DDT and its main breakdown product, DDE, are very difficult to get rid off. Fat-loving, stable molecules, they reside in animal tissues (as well as in soils and streams) and stay there for decades. Thirty years after the ban, these molecules are still detected in most human blood samples tested by the Centers for Disease Control and Prevention.
Several studies have compared the DDT levels in women with breast cancer to those in women without breast cancer. Nothing remarkable showed up. But then in 2007 researchers looked at blood samples collected from mothers in the 1960s. The younger women, the ones exposed to the most DDT as girls (at levels still measurable in their blood because of DDT’s long half-life), had a fivefold increase in breast cancer incidence later in life. The girls who were older than fourteen when DDT was introduced had no increase in the incidence of cancer. For the girls who received their hits in early youth, the blow was much worse. In other words, the timing of the exposure was critical, similar to the effects seen of radiation in bomb survivors and BPA in mice. This study may well help explain why women born after 1940 have much higher levels of breast cancer than women born before. There were simply more chemicals soaking their childhoods.

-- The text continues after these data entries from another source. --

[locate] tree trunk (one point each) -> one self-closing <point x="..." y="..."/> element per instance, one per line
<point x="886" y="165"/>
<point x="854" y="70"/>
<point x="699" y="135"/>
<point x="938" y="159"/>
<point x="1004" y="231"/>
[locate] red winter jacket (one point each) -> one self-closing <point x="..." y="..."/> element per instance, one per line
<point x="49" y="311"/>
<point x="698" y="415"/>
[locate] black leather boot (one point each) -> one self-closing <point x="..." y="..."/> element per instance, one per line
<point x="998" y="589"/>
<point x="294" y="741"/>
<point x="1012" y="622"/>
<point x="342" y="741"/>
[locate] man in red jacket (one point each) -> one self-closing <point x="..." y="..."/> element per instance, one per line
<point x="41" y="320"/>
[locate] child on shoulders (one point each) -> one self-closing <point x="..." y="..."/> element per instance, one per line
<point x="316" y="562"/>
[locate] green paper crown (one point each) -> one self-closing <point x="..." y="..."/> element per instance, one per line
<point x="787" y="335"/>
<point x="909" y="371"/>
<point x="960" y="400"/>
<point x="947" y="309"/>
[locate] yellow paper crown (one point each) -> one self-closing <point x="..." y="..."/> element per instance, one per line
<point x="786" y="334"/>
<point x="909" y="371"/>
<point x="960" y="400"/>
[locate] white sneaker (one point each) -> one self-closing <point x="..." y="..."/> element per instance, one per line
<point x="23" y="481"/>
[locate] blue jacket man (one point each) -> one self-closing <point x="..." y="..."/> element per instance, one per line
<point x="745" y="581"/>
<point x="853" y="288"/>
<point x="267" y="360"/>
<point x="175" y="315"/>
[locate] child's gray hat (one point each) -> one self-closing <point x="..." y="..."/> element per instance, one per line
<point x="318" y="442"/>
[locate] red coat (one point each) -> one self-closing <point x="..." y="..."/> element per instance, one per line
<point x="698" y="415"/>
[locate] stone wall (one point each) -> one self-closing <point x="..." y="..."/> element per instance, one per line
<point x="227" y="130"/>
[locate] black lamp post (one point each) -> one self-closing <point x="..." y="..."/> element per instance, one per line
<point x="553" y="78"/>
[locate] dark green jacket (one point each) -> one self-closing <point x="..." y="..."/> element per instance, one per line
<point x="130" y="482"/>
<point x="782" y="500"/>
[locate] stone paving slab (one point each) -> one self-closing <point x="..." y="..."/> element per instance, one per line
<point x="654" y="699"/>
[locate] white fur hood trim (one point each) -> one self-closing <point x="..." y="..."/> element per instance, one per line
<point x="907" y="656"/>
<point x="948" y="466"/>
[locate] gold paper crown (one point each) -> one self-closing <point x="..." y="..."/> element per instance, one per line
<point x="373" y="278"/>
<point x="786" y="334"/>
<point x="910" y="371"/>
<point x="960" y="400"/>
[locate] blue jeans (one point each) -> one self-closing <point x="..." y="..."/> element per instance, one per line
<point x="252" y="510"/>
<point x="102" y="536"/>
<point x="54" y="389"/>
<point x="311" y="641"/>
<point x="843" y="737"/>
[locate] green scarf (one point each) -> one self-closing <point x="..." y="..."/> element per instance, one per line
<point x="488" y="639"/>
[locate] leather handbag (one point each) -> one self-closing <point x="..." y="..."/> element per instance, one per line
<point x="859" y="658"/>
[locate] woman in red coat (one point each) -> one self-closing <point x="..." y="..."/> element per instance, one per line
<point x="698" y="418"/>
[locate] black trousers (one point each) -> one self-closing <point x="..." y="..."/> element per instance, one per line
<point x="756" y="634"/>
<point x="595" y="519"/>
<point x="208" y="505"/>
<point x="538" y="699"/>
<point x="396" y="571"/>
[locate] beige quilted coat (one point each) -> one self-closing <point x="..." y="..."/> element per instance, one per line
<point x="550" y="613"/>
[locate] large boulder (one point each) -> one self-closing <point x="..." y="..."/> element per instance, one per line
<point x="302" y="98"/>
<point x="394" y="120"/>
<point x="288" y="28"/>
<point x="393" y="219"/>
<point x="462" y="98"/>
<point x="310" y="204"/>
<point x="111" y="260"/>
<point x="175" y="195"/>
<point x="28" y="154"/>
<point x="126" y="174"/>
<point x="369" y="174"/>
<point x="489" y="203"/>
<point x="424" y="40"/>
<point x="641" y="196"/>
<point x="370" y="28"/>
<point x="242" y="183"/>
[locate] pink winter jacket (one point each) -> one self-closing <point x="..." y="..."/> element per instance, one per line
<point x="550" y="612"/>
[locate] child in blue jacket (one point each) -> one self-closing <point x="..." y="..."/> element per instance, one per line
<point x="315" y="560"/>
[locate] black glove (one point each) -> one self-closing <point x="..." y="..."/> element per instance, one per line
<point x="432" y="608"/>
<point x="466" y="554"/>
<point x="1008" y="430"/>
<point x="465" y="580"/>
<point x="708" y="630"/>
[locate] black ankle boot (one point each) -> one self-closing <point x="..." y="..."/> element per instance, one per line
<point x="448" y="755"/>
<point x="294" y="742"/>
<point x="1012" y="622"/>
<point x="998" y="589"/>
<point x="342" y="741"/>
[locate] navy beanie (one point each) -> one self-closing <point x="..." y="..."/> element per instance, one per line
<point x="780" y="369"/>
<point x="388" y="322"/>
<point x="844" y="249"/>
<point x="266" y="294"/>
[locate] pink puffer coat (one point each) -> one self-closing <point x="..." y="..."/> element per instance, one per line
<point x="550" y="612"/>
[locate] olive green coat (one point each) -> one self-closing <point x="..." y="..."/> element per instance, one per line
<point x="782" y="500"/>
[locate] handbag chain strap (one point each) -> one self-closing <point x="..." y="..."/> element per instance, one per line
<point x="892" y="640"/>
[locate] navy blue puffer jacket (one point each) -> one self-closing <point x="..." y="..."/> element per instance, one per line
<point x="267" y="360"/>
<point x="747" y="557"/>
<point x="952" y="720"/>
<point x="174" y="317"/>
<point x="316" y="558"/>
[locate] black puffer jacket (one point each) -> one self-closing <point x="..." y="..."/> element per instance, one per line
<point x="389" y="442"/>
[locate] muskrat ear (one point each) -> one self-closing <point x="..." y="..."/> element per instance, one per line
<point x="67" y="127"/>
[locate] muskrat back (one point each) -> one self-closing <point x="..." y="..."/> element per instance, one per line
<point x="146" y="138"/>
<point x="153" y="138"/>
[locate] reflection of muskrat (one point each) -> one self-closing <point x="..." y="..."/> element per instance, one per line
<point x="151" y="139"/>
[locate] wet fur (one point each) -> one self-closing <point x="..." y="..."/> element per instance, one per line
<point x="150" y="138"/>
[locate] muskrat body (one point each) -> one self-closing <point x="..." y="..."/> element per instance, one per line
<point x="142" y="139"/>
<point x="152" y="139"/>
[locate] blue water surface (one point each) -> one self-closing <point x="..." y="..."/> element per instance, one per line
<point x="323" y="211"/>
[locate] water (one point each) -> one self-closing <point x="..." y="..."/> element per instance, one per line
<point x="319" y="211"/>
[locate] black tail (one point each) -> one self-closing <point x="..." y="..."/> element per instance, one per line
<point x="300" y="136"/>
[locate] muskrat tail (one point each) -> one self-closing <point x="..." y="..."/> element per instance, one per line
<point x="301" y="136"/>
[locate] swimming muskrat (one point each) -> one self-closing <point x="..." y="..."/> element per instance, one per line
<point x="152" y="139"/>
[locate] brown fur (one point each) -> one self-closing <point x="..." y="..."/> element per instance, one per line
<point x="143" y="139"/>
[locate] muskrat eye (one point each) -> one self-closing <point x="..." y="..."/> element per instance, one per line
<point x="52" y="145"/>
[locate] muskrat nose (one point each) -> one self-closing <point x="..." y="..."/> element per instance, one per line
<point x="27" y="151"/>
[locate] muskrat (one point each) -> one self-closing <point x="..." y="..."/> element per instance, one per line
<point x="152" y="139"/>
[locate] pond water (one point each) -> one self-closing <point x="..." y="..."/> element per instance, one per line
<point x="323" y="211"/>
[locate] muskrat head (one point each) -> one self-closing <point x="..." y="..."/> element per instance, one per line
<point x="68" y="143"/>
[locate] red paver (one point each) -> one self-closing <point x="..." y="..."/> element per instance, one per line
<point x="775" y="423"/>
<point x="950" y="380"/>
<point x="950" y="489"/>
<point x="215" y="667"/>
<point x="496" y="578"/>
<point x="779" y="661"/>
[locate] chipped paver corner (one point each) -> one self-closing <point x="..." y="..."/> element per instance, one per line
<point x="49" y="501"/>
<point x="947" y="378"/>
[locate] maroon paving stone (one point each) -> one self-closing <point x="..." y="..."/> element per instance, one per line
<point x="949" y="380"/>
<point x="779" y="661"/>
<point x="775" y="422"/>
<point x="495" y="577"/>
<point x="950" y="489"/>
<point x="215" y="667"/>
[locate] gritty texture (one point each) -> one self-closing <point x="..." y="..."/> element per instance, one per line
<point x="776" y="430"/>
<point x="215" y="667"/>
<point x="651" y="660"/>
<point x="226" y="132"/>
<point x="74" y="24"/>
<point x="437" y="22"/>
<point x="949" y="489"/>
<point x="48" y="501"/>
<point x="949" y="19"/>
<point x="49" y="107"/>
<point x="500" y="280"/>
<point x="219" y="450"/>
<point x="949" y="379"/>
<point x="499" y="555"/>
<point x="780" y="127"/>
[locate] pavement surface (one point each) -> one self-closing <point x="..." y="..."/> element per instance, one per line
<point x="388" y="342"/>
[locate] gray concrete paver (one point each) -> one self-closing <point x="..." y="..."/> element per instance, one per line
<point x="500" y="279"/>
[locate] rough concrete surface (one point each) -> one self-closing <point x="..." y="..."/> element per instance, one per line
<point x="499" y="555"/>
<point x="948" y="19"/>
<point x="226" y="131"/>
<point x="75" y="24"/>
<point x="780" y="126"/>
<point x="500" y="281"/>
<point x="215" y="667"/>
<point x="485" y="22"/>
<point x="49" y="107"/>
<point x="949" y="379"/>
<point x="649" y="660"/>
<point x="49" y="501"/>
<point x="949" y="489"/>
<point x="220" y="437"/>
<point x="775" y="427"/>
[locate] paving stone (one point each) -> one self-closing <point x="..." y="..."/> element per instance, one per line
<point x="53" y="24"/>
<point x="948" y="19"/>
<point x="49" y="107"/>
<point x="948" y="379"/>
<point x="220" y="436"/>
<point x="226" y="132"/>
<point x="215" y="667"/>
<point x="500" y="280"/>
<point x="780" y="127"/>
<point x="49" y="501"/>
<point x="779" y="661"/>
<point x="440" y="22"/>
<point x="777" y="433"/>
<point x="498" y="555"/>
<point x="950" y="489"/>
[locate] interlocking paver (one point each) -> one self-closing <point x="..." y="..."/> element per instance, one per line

DDT was just the first in a line of troubling organic pesticides. Next came dieldrin, aldrin, chlordane, heptachlor, hexachlorobenzene, and others. After World War II, our thrumming petroleum and chemical-weapons machinery readjusted beautifully to civilian outlets. Cheap by-products of fossil-fuel production found myriad new uses. Benzene became a building block for BPA, flame-retardants, insecticides, and scores of other formulations
. Today we use thirty times more synthetic pesticides than in 1950, nearly nine pounds per person. When Rachel Carson wrote Silent Spring, she noted that one out of four Americans would get cancer in their lifetimes. Now, the rate is 1 out of 2.5. An aging population accounts for much of that change, so it helps to look at age-adjusted rates for specific cancers. When we do, we see that the incidence is notably rising for endocrine-related cancers such as breast, prostate, and thyroid. We now know many chemicals have the potential to cause cancer and much more subtle effects, as we’ll see. It has taken three generations to find out.
Chemical World News reacted to the publication of Silent Spring by calling it “science fiction, to be read in the same way that the TV program, ‘The Twilight Zone’ is to be watched.” But the public responded to Rachel Carson, and by the mid-1970s, Congress had passed laws to begin to regulate the chemical industry. In 1972, DDT was banned.